第74話 立ち位置

『垣根は相手がつくっているのではなく、自分がつくっている』

               ――アリストテレス


 こんな言葉を聞かされると、人間関係について、考えを改めなくてはと影響を受ける南山之寿。ただ、翌日には忘却の彼方。超えられない、日付変更線の垣根。


『勝てば官軍負ければ賊軍』


 戦いに勝った方が正義となり、負けた方が不義となる。道理はどうあれ、強い者が正義者となるのだから不条理。小説でも見かけるが、『正義』というのも不安定な言葉。立場が違えば、そこに産まれるそれぞれの『正義』。


 今日の対戦ポイントは、立ち位置。

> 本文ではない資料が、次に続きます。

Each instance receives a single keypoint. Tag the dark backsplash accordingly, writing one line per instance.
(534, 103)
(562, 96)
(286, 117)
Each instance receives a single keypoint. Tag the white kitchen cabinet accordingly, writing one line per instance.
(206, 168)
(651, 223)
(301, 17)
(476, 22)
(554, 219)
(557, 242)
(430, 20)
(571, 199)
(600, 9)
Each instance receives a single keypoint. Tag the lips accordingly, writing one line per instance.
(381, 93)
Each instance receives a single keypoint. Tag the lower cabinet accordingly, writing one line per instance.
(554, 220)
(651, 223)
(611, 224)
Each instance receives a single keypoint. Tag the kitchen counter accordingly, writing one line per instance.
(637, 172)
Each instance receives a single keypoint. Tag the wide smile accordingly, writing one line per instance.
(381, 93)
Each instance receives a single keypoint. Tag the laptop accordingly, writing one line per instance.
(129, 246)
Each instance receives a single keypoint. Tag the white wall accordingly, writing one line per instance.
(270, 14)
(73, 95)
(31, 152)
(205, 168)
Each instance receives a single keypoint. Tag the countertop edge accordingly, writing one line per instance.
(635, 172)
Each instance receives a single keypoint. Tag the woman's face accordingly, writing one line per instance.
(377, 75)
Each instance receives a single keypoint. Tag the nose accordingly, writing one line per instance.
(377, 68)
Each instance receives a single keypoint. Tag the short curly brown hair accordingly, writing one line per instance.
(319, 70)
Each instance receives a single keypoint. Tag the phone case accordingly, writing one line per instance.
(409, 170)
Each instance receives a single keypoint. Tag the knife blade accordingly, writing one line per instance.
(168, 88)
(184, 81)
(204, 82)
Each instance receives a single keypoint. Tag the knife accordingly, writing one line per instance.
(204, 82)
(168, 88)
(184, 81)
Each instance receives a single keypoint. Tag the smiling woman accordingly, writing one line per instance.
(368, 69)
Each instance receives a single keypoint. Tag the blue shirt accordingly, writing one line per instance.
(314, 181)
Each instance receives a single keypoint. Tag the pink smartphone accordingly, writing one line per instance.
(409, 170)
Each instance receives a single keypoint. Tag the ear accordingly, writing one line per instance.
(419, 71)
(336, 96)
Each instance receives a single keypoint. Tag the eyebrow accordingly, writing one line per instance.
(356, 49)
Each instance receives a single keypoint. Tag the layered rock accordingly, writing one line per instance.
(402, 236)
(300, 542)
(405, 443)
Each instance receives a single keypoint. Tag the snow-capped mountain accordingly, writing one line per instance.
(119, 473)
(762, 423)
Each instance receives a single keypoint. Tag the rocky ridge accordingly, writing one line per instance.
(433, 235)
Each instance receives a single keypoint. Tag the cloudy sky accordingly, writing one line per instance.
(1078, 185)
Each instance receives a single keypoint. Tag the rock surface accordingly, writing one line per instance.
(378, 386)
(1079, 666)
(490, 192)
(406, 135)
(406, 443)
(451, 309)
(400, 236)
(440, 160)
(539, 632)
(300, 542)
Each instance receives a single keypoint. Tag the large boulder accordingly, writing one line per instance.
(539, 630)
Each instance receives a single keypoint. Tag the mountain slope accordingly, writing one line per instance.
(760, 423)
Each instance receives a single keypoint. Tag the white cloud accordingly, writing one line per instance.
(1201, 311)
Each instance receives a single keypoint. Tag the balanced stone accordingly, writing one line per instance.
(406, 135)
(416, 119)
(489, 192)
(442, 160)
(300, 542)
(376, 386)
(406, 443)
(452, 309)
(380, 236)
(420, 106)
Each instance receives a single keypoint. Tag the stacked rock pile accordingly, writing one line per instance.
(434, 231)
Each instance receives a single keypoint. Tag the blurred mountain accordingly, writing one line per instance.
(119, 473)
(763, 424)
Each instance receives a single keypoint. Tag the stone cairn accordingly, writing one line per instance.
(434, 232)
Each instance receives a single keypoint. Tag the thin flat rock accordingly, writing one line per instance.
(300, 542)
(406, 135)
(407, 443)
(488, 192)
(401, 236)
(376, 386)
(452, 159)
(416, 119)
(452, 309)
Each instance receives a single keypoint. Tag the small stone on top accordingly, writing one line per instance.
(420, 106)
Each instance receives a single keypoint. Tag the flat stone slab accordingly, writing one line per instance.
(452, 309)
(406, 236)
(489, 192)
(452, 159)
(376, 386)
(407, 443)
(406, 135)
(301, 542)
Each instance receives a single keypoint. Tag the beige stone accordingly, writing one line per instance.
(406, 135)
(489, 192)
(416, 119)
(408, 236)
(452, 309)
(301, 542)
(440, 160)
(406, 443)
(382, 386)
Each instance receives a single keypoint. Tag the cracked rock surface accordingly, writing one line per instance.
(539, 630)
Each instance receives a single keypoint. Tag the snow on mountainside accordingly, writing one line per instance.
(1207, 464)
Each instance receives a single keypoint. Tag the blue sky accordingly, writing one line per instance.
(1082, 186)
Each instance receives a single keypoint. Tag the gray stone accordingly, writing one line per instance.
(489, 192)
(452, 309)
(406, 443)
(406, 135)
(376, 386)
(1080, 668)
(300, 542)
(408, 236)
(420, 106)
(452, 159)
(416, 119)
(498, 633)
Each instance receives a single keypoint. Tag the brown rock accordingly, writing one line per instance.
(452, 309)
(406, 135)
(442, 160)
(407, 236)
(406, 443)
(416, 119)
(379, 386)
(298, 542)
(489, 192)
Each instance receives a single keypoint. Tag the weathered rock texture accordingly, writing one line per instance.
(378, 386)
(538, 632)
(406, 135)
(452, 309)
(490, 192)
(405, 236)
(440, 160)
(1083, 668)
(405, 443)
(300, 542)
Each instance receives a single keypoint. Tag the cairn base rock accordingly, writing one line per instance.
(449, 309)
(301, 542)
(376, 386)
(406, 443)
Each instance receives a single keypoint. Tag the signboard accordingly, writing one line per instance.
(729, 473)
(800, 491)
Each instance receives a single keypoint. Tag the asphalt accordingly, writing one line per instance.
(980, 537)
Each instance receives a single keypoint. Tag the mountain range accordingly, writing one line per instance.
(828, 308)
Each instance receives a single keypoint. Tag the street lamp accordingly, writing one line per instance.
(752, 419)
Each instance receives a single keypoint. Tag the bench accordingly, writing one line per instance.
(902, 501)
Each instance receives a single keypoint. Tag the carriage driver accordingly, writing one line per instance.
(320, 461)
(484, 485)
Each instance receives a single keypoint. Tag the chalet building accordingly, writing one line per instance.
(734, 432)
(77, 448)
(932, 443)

間合いを大切にするのが格闘技の基本。相手が間合いに入った瞬間、技を繰り出す南山之寿。返り討ちにあうこともしばしば。


 立ち位置を間違えると、痛い目に遭う。叱られている姫。鬼の形相の妻。どちらの味方か詰め寄られる南山之寿。立ち位置が見極めきれず、叱責を受ける南山之寿。


 忘年会シーズン。学生時代の仲間との集い。何を食べるかで揺れ動く時間。集合してから店を決める、毎年恒例の流れ。人任せにするのが、南山之寿の立ち位置。辿り着いた店が、激辛料理も取扱う店。酔えば勢い任せ、ノリ任せ。人任せにしたツケが回り、激辛料理を食し悲鳴をあげる南山之寿。立ち位置を見誤ってはならない。


 バス停に並ぶ南山之寿。出張で訪れる初めての土地。改竄された、下調べの記憶。南山之寿か並んだ列、見当違いの方向に進む乗り込んだバス。直ぐに降り、タクシーに乗り換え。立ち位置を間違えると、手痛い出費が産まれる。


 とある休日、向かうは銀行。未記帳の行が多々ある通帳を片手に、ATMに並ぶ南山之寿。2台のATM。1台は故障なのか、使えない。待つこと数分。記帳と送金などの雑務をこなす南山之寿。思いの他、時間がかかり焦る南山之寿。後ろを振り向くと、いつの間にか数人並んでいた。


『行列は相手がつくっているのではなく、南山之寿がつくっている』


 他の方がイライラしない様に、南山之寿はスピードをあげて用事を済ませ、静かに立ち去った。